The ultrasound echoes provide an estimation of bone quality beyond mineral density. The quality of the bone determines its “fragility score” which includes elements of the bone’s microstructural resilience, elasticity, and strength that contribute to its ability to withstand fractures.
3. Safety and convenience
DEXA: Although it uses low levels of radiation, there is still exposure to X-rays, which may be a concern for some patients, especially with repeated scans over time. However, DEXA is non-invasive, fast, and widely available in medical facilities. The scan is quick (typically 10–20 minutes), but the machine is often stationary, requiring the patient to visit a specialized facility.

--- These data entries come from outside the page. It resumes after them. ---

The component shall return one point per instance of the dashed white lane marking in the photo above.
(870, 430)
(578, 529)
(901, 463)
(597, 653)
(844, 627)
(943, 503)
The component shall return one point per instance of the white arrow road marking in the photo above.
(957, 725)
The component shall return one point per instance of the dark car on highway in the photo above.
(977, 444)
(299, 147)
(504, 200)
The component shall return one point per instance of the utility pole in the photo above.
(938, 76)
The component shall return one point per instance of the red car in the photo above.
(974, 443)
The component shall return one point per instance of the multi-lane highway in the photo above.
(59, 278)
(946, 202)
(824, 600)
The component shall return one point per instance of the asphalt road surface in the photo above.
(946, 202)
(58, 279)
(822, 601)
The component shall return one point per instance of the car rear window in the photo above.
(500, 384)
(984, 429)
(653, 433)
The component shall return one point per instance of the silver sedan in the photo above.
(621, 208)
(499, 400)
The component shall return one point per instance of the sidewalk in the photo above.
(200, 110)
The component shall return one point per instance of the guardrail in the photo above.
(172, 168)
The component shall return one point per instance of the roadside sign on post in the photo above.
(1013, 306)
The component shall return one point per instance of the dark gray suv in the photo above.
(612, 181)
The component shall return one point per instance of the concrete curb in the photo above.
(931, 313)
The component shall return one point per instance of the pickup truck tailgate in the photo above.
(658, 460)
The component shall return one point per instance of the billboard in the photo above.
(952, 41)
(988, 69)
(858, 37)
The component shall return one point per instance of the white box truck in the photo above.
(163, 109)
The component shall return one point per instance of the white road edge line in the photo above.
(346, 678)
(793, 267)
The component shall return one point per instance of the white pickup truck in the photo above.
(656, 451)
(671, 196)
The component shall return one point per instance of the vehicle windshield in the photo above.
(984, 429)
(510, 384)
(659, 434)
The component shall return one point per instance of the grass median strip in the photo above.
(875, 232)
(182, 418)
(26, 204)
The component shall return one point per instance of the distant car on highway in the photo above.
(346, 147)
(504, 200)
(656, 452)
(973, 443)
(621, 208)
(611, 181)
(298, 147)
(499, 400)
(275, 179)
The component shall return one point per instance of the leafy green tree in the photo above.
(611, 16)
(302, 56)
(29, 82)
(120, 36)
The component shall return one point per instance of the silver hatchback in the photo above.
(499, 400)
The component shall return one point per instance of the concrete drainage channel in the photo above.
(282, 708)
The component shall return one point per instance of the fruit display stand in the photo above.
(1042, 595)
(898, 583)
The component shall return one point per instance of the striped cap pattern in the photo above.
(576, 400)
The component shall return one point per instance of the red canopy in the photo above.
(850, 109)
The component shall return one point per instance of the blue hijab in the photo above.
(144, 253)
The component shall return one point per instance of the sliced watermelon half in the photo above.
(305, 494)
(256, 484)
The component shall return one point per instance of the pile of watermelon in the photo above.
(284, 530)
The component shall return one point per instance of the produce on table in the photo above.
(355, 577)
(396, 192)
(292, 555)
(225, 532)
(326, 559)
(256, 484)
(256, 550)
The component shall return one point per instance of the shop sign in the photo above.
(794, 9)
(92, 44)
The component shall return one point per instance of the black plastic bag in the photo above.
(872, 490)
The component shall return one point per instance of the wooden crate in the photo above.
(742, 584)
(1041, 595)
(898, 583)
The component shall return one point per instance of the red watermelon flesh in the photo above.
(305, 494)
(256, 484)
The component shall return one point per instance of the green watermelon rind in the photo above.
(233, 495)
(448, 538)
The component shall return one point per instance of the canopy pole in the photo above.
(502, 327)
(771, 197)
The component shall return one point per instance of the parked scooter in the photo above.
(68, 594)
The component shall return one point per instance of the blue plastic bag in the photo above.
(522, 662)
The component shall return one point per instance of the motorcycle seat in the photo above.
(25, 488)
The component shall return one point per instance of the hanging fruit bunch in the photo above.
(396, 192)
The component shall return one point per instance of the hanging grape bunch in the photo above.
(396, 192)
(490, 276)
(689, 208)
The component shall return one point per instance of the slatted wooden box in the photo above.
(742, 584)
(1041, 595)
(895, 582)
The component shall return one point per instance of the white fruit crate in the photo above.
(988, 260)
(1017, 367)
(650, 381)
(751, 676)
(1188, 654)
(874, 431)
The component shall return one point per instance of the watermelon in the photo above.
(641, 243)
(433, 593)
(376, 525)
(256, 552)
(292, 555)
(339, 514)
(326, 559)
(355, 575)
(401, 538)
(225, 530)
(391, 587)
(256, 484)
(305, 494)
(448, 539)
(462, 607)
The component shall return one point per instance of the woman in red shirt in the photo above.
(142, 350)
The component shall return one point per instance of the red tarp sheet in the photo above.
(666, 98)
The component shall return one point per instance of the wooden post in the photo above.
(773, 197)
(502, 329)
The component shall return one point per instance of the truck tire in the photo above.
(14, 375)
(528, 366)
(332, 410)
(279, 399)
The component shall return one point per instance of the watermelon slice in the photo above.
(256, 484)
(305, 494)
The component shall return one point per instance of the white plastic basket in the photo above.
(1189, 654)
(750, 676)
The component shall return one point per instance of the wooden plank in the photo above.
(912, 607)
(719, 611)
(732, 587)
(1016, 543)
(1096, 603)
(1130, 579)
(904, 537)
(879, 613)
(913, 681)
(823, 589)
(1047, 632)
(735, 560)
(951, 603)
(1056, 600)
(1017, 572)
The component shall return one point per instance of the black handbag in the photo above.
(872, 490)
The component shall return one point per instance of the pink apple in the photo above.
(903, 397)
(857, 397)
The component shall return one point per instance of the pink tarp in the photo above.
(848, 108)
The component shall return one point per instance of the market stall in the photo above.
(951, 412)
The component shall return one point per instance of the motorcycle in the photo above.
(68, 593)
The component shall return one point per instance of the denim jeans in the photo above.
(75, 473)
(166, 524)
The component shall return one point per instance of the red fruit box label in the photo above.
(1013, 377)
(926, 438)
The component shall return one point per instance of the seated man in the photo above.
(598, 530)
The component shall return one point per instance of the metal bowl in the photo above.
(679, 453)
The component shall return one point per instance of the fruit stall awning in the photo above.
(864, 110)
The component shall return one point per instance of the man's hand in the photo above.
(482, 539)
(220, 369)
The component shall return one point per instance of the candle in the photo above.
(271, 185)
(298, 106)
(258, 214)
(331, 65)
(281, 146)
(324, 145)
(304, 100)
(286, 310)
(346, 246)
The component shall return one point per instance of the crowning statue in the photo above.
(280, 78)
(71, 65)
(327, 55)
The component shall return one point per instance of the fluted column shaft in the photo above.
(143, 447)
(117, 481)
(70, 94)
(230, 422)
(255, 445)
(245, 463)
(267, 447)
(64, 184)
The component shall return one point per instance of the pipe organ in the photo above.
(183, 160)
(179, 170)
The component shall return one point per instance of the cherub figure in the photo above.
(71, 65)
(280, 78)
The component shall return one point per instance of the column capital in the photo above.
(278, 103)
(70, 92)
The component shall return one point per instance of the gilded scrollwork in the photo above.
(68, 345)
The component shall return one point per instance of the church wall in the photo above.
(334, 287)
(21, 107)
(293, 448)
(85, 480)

REMS: REMS does not involve radiation, which is a significant safety advantage, especially for patients needing frequent monitoring (e.g., those on osteoporosis treatment). REMS is also portable, meaning it can be performed in various settings, including clinics or even at the bedside, which adds convenience. However, REMS is a relatively new technology and may not be as widely available as DEXA.
4. Clinical use and guidelines
DEXA: Since DEXA has long been the standard, most osteoporosis guidelines are based on DEXA-derived T-scores. It remains the most commonly used tool in clinical practice for BMD assessment and osteoporosis diagnosis.
REMS: Though promising, REMS is still gaining traction and isn’t as widely incorporated into guidelines. Research supports its efficacy, but more studies and guideline updates may be needed before it becomes a standard alternative to DEXA.
How to avoid confusing test results
In my friend’s case, it was not accurate to compare DEXA and REMS test results. She waited for a follow-up DEXA which showed that her BMD levels were still in the osteopenic category. In general, it is not viable to compare the results of the two different types of tests, as in comparing apples to oranges.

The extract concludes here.